Daily Rambam Accelerated · Expert – Beit Midrash Analysis · On-Ramp

Mishneh Torah, Gifts to the Poor 5-7

On-RampExpert – Beit Midrash AnalysisJune 6, 2026

Sugya Map

  • Core Issue: Defining the parameters of shichichah (forgotten sheaves) under the rubric of "forgotten by all" and the exclusion of "external causes."
  • Primary Sources: Deuteronomy 24:19, Tosefta Pe'ah 3, Bava Metzia 11a, Jerusalem Talmud Pe'ah 6:3.
  • Nafka Minot:
    • Does a "cause" for forgetfulness (e.g., darkness, blindness, or visual obstruction) negate the status of shichichah?
    • Does the presence of a "distinguished" item (e.g., a massive tree) prevent the shichichah status of surrounding produce?
    • Is the "forgetting" internal (a lapse of mind) or objective (unseen by any party)?

Text Snapshot

  • Mishneh Torah, Gifts to the Poor 5:1: "In none [of the following situations] is a [forgotten] sheaf [of grain] considered as shichichah... [To be shichichah] it must be forgotten by all people."
  • Linguistic Nuance: Rambam emphasizes yedi'at kol adam (knowledge by any person).

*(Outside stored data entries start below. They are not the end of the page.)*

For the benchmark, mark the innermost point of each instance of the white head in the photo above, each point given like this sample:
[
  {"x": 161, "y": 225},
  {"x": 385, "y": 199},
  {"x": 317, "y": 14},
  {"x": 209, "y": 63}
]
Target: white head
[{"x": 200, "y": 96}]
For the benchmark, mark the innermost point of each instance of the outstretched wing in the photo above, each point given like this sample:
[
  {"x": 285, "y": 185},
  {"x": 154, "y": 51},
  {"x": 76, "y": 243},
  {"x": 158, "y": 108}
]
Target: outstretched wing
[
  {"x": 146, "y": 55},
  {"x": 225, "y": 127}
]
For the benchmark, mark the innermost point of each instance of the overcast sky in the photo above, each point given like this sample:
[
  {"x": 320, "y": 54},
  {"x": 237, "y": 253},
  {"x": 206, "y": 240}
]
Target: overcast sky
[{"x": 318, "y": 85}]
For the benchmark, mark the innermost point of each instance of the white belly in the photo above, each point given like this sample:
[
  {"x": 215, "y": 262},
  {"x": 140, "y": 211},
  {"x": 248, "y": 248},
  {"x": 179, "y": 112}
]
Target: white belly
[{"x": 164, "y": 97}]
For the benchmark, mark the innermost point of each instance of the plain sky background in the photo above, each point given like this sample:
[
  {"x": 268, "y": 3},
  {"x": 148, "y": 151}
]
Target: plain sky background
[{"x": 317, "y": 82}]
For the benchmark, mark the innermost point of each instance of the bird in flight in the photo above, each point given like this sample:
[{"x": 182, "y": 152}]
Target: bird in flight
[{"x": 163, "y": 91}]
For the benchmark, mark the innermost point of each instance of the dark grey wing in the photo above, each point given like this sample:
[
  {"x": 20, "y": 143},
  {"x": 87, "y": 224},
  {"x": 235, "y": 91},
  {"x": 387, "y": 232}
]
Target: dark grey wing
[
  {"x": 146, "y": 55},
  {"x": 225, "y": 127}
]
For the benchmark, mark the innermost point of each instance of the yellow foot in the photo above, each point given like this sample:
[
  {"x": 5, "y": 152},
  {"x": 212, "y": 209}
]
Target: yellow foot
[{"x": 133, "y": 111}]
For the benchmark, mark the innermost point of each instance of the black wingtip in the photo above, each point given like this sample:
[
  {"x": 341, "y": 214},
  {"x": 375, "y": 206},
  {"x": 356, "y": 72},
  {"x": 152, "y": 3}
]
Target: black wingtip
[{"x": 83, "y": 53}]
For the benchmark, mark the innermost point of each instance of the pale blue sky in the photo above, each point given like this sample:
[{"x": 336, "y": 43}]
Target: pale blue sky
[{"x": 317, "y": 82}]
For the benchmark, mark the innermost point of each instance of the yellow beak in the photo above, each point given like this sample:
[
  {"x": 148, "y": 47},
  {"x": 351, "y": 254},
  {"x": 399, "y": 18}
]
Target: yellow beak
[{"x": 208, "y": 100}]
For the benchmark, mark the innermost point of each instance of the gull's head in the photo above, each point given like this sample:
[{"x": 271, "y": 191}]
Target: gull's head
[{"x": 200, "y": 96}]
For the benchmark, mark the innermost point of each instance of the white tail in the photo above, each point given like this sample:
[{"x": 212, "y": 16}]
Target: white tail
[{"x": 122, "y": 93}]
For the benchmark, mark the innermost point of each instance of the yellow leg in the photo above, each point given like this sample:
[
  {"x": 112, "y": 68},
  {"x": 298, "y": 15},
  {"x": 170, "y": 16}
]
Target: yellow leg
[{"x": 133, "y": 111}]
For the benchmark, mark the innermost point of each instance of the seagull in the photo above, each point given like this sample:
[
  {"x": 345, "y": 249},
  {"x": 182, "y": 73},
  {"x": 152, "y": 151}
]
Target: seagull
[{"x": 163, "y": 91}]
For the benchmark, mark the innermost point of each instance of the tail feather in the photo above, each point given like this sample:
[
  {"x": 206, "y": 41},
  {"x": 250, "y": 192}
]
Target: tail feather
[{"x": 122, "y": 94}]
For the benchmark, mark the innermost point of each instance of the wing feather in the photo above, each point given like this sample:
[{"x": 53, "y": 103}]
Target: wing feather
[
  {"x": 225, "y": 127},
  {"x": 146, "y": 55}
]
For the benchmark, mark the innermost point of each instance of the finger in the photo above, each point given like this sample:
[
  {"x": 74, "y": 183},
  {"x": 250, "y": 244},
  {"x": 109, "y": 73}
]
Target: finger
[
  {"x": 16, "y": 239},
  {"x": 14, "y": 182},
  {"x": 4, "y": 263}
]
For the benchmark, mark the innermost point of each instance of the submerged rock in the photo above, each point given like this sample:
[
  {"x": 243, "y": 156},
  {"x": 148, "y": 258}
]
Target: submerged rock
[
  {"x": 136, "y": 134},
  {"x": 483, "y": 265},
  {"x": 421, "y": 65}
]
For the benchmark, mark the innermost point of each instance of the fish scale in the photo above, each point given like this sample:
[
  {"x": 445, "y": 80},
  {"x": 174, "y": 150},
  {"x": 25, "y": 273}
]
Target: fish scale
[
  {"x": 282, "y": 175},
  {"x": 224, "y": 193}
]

The dikduk here suggests a high bar for the hefker (renunciation) implicit in shichichah. If a third party knows, the owner’s mental lapse is not absolute, preventing the automatic transfer of ownership to the poor.

Readings

The Rambam's Objective Criterion

Rambam (Hilchot Matnot Aniyim 5:1) posits that shichichah is not merely a psychological lapse of the owner, but an objective status of the produce being "abandoned" by memory. The chiddush here is the rejection of the "subjective forgetfulness" model. If the owner forgets, but a bystander knows, or the workers remember, the sheaf remains in the owner's domain. Rambam interprets the verse Deuteronomy 24:19 to imply that shichichah is a legal state created by the absence of any awareness of the sheaf's existence.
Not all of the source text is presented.